The secretary told the panel that while “there are many instances where the TRIO program has been very beneficial … as we look across the country in how to spend these dollars and how to have similar results by maybe not necessarily focusing students towards college degrees, maybe there’s another way for them to have their path to success.” 

McMahon said her agency was in the process of spending “about $2.1 million” for investigating and evaluating the TRIO programs.

In its summary of Trump’s fiscal 2027 budget request, the department said that TRIO “has failed to meet the vast majority of its performance measures, and studies of program effectiveness have shown that it has not increased college enrollment.” 

Dems decry plan to eliminate agency

Meanwhile, McMahon took heat from the leading Democrats on the subcommittee and the broader Senate Appropriations panel over the administration’s ongoing efforts to dismantle the agency. 

Part of those efforts include several interagency agreements between Education and the departments of Labor, Health and Human Services, Interior, State and Treasury that transfer many of Education’s responsibilities to those agencies.
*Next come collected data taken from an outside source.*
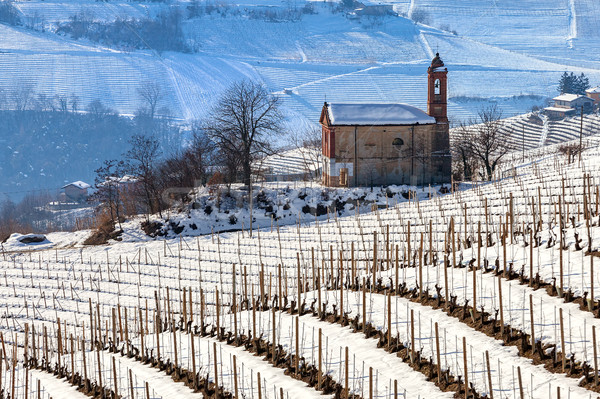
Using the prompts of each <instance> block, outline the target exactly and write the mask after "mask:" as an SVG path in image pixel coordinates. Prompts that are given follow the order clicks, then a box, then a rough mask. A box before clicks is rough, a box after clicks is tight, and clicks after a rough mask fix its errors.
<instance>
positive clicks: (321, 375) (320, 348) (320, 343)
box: [317, 328, 323, 391]
mask: <svg viewBox="0 0 600 399" xmlns="http://www.w3.org/2000/svg"><path fill="white" fill-rule="evenodd" d="M322 350H323V342H322V337H321V329H320V328H319V369H318V370H317V391H319V390H321V380H322V378H323V373H322V369H321V366H322V362H323V357H322V356H323V355H322V354H321V351H322Z"/></svg>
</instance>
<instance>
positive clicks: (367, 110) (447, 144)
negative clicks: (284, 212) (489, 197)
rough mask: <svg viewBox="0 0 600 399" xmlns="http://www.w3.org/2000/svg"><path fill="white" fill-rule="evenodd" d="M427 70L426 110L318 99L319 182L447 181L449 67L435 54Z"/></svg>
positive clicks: (351, 185) (424, 182)
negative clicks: (435, 56)
mask: <svg viewBox="0 0 600 399" xmlns="http://www.w3.org/2000/svg"><path fill="white" fill-rule="evenodd" d="M427 73H428V93H427V112H424V111H422V110H420V109H418V108H416V107H413V106H411V105H408V104H340V103H327V102H326V103H325V104H324V105H323V109H322V111H321V118H320V123H321V126H322V152H323V184H324V185H326V186H330V187H357V186H374V185H379V186H380V185H384V186H385V185H392V184H396V185H401V184H411V185H428V184H441V183H449V182H450V176H451V157H450V136H449V125H448V116H447V74H448V70H447V68H446V67H445V66H444V63H443V61H442V60H441V59H440V57H439V54H437V55H436V57H435V58H434V59H433V61H432V62H431V65H430V66H429V68H428V71H427Z"/></svg>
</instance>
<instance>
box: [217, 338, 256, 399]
mask: <svg viewBox="0 0 600 399" xmlns="http://www.w3.org/2000/svg"><path fill="white" fill-rule="evenodd" d="M213 353H214V355H213V359H214V364H215V398H216V399H219V372H218V370H217V343H216V342H213ZM258 387H259V389H258V392H259V396H260V373H259V377H258Z"/></svg>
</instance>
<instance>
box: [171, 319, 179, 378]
mask: <svg viewBox="0 0 600 399" xmlns="http://www.w3.org/2000/svg"><path fill="white" fill-rule="evenodd" d="M171 324H172V325H173V352H174V353H175V354H174V356H175V367H176V368H177V367H178V366H179V362H178V361H177V360H178V359H177V329H176V328H175V320H174V319H173V318H171Z"/></svg>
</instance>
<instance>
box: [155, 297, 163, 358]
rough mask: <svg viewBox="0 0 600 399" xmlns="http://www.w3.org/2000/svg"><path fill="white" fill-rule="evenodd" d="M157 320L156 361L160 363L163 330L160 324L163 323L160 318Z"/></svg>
mask: <svg viewBox="0 0 600 399" xmlns="http://www.w3.org/2000/svg"><path fill="white" fill-rule="evenodd" d="M155 293H156V291H155ZM156 319H157V320H156V321H157V322H156V323H154V325H155V328H154V330H156V356H157V357H156V360H157V361H159V362H160V330H161V326H160V324H161V321H160V319H159V318H158V316H157V317H156Z"/></svg>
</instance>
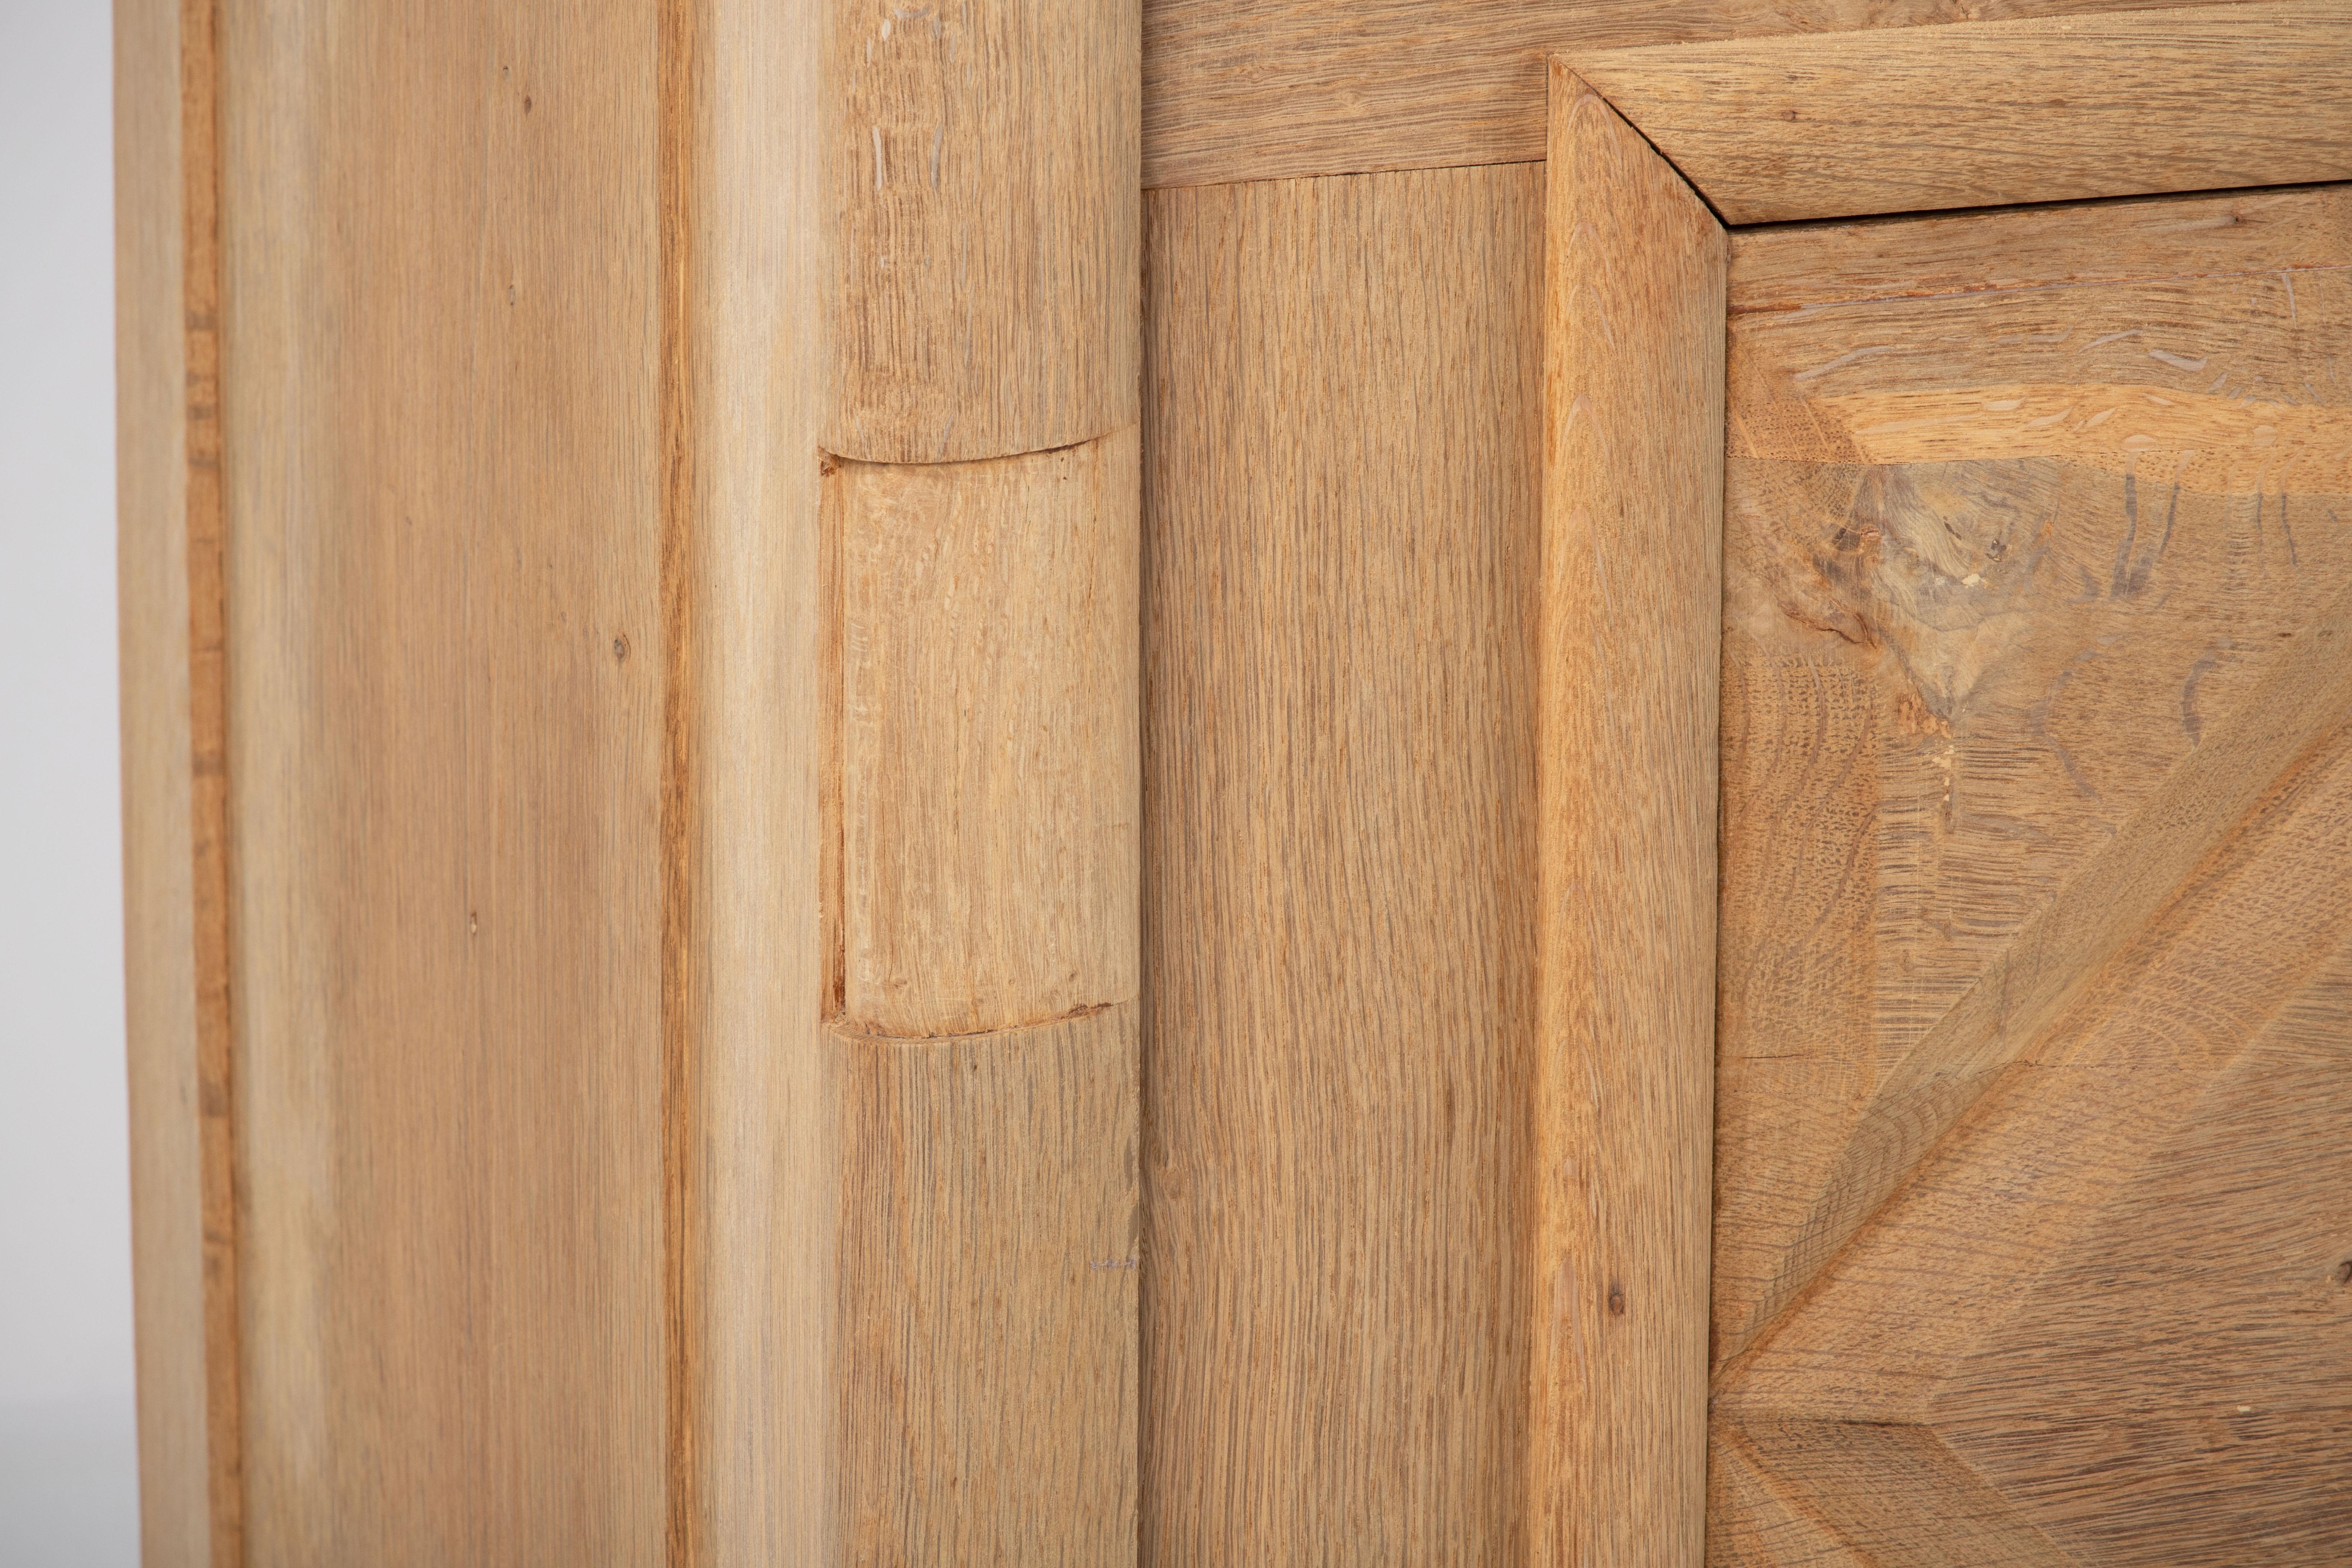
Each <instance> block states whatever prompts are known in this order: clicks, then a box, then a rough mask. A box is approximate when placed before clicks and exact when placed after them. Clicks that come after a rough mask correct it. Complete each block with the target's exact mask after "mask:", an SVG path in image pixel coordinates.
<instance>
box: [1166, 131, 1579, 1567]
mask: <svg viewBox="0 0 2352 1568" xmlns="http://www.w3.org/2000/svg"><path fill="white" fill-rule="evenodd" d="M1145 228H1148V263H1145V280H1148V308H1145V334H1148V348H1145V362H1148V364H1150V376H1148V383H1145V465H1143V468H1145V592H1143V604H1145V609H1143V639H1145V769H1143V778H1145V783H1143V790H1145V811H1143V820H1145V914H1143V926H1145V1006H1148V1051H1145V1088H1143V1098H1145V1197H1148V1213H1150V1220H1148V1239H1145V1267H1143V1326H1145V1382H1143V1389H1145V1394H1143V1559H1145V1561H1150V1563H1202V1561H1510V1559H1512V1556H1515V1554H1517V1552H1519V1549H1522V1540H1524V1535H1522V1495H1519V1483H1522V1462H1524V1375H1526V1338H1524V1307H1522V1302H1524V1286H1522V1272H1519V1269H1522V1253H1524V1222H1526V1213H1524V1206H1522V1194H1519V1168H1522V1166H1519V1161H1522V1154H1524V1147H1526V1103H1529V1081H1526V1072H1529V1044H1531V1027H1534V1011H1531V1009H1534V940H1531V938H1534V877H1531V867H1534V783H1536V776H1534V748H1531V743H1534V663H1531V661H1534V611H1536V597H1534V592H1536V557H1534V552H1536V468H1538V425H1536V416H1538V376H1541V327H1538V320H1541V315H1538V287H1541V254H1543V252H1541V242H1543V183H1541V169H1529V167H1498V169H1444V172H1428V174H1392V176H1357V179H1317V181H1270V183H1249V186H1216V188H1197V190H1169V193H1155V195H1150V197H1148V221H1145Z"/></svg>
Sen. Tammy Baldwin, ranking member of the subcommittee, said Education “is transferring the vast majority of its programs to other federal departments, agencies with little experience or expertise or capacity to administer them.” 

The Wisconsin Democrat said that instead of “reducing bureaucracy” — a major goal of the administration across the federal government and the department in particular — the transfers are creating “another layer of it.”

She added that “where states previously primarily dealt with the Department of Education, they will now have to deal with multiple federal agencies.” 

Sen. Patty Murray of Washington state, the top Democrat on the full Appropriations Committee, pressed McMahon on the status of the administration mulling the transfer of special education services out of the Education Department amid its dismantling efforts. 

The possible move to transfer programs out of the department’s Office of Special Education and Rehabilitative Services has stoked widespread concern from disability advocates.

McMahon said her department was “still evaluating where those programs would best be located, and we have not made that determination yet.” 

“I can assure you that the intent of this administration is not to put these students at risk in any way whatsoever,” McMahon said. 

But Murray was not satisfied with the secretary’s response, saying she is “deeply concerned that your answer sounds like you’re still moving ahead — let’s make it clear that will break the law, and it will make it a lot harder for these students with disabilities to get the education and understanding that their country will stand behind them with that.”